I've been thinking about this, and I think to support multiple use cases, such as automated updates of models in production with new data and feature engineering, the best route here will probably be to build out a python library. We will already have to figure out what the deployment plan looks like to get the clickmodels .egg distributed so including a second egg doesn't seem that much of an ask. This would allow keeping the python scripts in the wikimedia/discovery/analytics repo quite small, mostly just creating the spark context and calling into the right pieces. Perhaps also handling the paths where things are loaded from/stored to

EBernhardson renamed this task from backend data engineering and plumbing for LTR to backend data engineering and plumbing for LTRank.Apr 5 2017, 8:14 PM

EBernhardson created subtask T162311: Setup test/train/validation splits for our training data..Apr 5 2017, 8:34 PM

EBernhardson moved this task from Current work to Up Next on the Discovery-Search board.Apr 17 2017, 6:06 PM

EBernhardson edited projects, added Discovery-Search; removed Discovery-Search (Current work).

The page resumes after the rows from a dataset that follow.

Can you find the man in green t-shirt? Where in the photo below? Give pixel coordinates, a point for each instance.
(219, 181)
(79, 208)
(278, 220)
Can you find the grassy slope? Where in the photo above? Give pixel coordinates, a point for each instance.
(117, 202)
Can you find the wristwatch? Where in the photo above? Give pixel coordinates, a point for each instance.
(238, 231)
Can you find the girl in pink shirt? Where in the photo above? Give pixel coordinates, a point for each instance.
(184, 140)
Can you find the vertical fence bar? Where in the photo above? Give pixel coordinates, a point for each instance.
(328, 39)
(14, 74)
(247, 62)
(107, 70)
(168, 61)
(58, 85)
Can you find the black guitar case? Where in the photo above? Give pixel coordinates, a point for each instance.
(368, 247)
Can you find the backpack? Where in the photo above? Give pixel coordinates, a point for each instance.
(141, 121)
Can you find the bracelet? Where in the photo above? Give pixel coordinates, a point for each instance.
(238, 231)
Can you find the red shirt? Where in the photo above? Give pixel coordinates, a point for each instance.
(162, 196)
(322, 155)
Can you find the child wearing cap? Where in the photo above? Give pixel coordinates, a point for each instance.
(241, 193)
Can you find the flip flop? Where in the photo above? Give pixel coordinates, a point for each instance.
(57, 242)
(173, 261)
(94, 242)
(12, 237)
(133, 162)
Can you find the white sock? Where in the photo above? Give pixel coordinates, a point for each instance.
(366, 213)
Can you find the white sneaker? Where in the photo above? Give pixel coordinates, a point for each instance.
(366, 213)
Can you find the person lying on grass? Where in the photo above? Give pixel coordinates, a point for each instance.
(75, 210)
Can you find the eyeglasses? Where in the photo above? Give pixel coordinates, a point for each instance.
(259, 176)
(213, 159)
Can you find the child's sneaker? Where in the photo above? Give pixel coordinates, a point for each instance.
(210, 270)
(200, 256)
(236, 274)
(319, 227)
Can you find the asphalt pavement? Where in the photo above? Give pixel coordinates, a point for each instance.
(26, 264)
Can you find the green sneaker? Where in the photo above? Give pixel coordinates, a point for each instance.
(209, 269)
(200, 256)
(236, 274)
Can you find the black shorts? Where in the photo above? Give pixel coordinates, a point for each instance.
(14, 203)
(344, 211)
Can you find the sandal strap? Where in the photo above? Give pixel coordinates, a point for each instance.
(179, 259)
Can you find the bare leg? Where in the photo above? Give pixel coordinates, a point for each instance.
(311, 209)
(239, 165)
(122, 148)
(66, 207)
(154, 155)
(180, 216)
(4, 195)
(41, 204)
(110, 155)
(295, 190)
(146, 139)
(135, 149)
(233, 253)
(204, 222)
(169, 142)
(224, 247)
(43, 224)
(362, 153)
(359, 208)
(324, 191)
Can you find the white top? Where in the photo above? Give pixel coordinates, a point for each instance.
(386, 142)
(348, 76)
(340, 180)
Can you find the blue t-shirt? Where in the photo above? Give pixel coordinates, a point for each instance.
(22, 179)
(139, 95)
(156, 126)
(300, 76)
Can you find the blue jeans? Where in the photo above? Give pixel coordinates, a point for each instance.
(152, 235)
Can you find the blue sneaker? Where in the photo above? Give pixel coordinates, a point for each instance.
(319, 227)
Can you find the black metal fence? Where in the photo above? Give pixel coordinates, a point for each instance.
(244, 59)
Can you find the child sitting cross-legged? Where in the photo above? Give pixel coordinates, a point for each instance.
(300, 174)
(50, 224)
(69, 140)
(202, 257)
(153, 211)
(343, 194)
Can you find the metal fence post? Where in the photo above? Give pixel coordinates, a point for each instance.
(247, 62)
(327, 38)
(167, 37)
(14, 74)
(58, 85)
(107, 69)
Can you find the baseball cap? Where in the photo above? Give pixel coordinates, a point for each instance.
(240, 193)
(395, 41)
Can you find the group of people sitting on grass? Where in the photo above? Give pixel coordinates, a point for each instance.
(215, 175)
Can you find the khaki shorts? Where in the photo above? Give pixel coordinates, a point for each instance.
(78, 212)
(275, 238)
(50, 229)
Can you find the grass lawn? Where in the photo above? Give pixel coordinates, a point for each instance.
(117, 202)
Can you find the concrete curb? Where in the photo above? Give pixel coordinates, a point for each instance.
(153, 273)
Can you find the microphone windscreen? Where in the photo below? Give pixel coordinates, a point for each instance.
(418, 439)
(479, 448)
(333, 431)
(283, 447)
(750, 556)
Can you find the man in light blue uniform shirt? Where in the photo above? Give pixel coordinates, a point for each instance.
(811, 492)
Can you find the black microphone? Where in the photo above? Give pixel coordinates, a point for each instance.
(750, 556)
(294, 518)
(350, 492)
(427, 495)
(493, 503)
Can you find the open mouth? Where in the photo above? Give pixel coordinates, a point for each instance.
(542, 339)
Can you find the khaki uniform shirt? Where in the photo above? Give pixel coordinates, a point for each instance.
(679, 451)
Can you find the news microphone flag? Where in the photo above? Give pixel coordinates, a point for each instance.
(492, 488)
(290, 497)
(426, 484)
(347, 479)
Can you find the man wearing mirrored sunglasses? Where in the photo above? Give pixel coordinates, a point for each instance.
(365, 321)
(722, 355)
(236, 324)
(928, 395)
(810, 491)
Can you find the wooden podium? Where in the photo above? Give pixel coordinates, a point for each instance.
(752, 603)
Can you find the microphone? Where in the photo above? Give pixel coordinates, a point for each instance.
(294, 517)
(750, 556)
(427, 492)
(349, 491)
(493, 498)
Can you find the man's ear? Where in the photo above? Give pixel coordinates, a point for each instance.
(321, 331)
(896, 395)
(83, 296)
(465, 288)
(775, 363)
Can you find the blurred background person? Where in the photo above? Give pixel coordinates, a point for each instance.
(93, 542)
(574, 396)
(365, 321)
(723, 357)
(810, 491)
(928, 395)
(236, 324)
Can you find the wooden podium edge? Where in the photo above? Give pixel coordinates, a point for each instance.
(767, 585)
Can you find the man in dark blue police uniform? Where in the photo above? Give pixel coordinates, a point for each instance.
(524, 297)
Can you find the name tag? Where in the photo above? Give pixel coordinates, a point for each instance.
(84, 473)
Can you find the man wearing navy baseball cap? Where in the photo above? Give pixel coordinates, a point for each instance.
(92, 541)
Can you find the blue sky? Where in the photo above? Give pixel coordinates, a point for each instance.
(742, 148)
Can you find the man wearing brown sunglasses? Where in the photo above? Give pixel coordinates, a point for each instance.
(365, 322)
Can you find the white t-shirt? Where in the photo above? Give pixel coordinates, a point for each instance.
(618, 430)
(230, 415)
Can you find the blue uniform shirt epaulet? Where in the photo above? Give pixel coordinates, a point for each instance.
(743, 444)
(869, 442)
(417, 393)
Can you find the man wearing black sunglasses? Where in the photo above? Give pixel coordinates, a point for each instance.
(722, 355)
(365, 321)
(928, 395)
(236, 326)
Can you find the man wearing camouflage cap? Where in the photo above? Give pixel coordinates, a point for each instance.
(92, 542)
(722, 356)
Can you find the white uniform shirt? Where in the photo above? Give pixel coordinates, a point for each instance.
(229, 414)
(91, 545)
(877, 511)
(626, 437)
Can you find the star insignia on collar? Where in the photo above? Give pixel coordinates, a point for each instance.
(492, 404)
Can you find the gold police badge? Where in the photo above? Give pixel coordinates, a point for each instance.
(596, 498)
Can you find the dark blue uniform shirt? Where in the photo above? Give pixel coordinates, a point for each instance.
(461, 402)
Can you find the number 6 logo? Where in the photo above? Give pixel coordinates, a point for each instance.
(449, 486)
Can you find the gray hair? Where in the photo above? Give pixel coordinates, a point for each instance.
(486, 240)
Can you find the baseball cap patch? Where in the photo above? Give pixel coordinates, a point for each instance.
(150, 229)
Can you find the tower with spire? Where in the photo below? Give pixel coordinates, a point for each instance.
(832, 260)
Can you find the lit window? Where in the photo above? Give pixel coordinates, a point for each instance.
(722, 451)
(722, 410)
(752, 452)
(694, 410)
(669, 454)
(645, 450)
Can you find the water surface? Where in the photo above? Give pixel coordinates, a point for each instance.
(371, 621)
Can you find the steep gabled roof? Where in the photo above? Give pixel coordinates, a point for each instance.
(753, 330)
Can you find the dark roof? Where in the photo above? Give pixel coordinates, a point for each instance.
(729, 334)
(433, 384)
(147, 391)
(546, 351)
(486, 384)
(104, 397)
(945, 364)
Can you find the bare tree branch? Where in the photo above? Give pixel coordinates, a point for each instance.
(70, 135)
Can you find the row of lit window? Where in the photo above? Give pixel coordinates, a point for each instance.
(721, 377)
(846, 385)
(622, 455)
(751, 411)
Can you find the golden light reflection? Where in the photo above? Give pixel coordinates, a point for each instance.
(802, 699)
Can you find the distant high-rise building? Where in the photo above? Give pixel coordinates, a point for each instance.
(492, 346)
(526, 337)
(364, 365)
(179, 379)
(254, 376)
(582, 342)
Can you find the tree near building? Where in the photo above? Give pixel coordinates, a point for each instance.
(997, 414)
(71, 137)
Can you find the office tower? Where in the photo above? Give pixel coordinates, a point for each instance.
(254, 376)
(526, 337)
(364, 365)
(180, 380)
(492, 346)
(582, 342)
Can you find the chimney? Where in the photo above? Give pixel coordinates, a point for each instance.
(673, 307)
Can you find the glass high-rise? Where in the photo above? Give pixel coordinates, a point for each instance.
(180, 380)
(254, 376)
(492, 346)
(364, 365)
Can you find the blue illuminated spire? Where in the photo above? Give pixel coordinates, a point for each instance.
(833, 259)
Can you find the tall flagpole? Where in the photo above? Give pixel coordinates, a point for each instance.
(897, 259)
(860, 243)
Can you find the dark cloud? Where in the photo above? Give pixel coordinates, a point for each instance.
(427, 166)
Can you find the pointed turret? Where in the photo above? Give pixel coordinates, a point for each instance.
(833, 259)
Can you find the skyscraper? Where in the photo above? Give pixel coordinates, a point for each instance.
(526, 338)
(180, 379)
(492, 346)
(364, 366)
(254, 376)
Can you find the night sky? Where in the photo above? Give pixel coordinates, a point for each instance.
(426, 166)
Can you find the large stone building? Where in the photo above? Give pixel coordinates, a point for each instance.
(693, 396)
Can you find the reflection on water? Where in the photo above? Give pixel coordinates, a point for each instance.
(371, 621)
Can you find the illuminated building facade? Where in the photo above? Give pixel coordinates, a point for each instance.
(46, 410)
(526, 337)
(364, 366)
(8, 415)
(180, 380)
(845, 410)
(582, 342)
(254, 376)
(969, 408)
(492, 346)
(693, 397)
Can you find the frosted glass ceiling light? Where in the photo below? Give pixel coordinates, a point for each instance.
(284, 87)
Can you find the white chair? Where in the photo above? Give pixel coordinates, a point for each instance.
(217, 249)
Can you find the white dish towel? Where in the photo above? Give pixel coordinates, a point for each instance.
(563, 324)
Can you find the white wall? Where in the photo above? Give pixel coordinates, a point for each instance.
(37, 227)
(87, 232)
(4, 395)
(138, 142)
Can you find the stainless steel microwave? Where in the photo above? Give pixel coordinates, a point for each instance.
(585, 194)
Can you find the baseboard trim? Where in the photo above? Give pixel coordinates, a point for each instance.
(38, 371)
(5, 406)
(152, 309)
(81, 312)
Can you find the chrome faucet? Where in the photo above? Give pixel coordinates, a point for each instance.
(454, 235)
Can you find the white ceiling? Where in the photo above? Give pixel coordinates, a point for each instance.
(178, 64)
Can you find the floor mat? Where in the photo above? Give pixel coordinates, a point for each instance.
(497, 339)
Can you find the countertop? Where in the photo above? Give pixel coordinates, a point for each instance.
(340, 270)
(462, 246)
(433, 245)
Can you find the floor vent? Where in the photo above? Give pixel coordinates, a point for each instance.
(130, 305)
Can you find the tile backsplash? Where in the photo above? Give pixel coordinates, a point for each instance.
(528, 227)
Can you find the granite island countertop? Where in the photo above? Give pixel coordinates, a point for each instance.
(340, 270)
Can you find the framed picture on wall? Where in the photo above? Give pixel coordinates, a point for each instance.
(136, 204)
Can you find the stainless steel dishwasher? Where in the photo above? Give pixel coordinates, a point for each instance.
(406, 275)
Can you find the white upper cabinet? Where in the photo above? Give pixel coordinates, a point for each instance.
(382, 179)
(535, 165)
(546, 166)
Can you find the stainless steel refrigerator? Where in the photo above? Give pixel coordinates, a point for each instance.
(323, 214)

EBernhardson created subtask T163407: Collect feature vectors from elasticsearch in mjolnir.Apr 20 2017, 12:53 AM

EBernhardson created subtask T166585: Calculate NDCG of click data that feeds the MLR pipeline.May 30 2017, 4:51 PM

debt closed subtask T162056: Generate DBN relevance labels from click data as Resolved.May 30 2017, 5:15 PM

debt closed subtask T163407: Collect feature vectors from elasticsearch in mjolnir as Resolved.

debt closed subtask T166585: Calculate NDCG of click data that feeds the MLR pipeline as Resolved.Jun 16 2017, 5:35 PM

debt closed subtask T162311: Setup test/train/validation splits for our training data. as Resolved.

EBernhardson created subtask T168813: Collect features from the sltr query.Jun 26 2017, 5:40 AM

debt closed subtask T162072: Push LTRank feature generation queries into elasticsearch, and read back all the feature logs as Resolved.Jul 7 2017, 9:04 PM

debt closed subtask T162059: Kafka consumer to take learn to rank queries from a queue and run them against elasticsearch to generate relevance labels. as Resolved.